I get this question a lot from parents who haven’t said a word to their kids about how babies are made, and they are nervous to approach a topic they know will be met with resistance.
The easiest way to START talking to kids about sex, is to tip-toe your way in. When you can circle around it by building a more intimate relationship in an easier way, you give yourself time to get more comfortable.
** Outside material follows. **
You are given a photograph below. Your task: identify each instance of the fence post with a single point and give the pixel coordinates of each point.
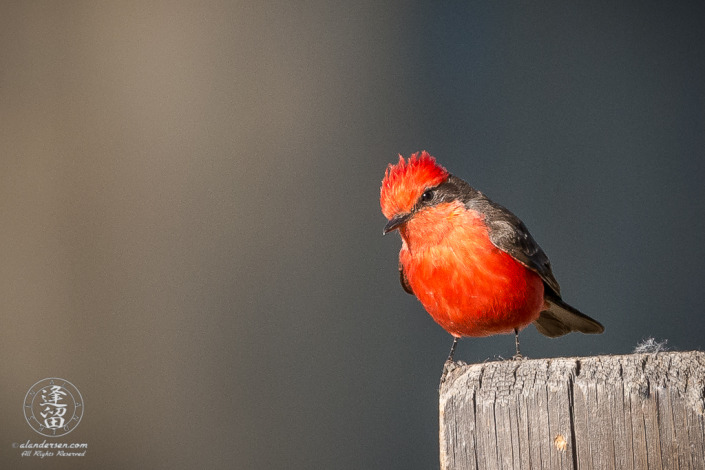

As you build trust and intimacy with each other, you set the stage for topics about sex, but also for a solid relationship that will serve you through adolescence.
Check out these stepping stones to a more intimate, trusting relationship and see if you can take a step closer with your son or daughter.
- The facts about your child – “How did you do on your Science test?” “Did you get your best time at the swim meet?” “What are the names of your favorite friends?”
- Third person questions – “Are other kids at school starting to talk about ‘Who likes who’?” “Have you ever stumbled upon anything inappropriate online?” “Do you think this TV commercial could be sending the wrong message to younger kids?”
- My beliefs & values as your parent– “I think this TV show sends the wrong messages about the appropriate way to behave in public.” “I like these song lyrics because they sound aligned with my values around what a healthy relationship looks like.” “I think her outfit is too revealing and sexy for her age, I like that you dress more modestly.”
- My feelings – “It makes me sad when I see girls having babies at such a young age.”“I’m so proud of the way you handled yourself with your teacher.” “I’m embarrassed for yelling at you this morning, I was stressed and I took it out on you, I’m sorry.” “I really enjoyed our conversation the other night, I like it when you open up to me.”
- My thoughts & feelings about sex – “I get embarrassed because my parents never talked to me about this stuff but you deserve to know the facts so bear with me.”“I should have been talking to you all along about bodies and babies and stuff so that it wouldn’t be awkward. I didn’t and I apologize, but now get ready, because we are going to be awkward together.” “I don’t think a couple should have sex until they are in a loving and committed, long term relationship.” “I bought this class for us to watch online together. I’m excited and nervous. Shall we have popcorn or ice cream while we watch?”
When we overcome our own embarrassment to create a more intimate relationship with our kids, we are teaching them how to do it for themselves. When it’s with a best friend or a future romantic partner, your kids will understand the value in making time for awkward conversations, whether about feelings, birth control or commitment. Your kids will have experienced the bond and emotional intimacy with you, so will understand the benefits of it.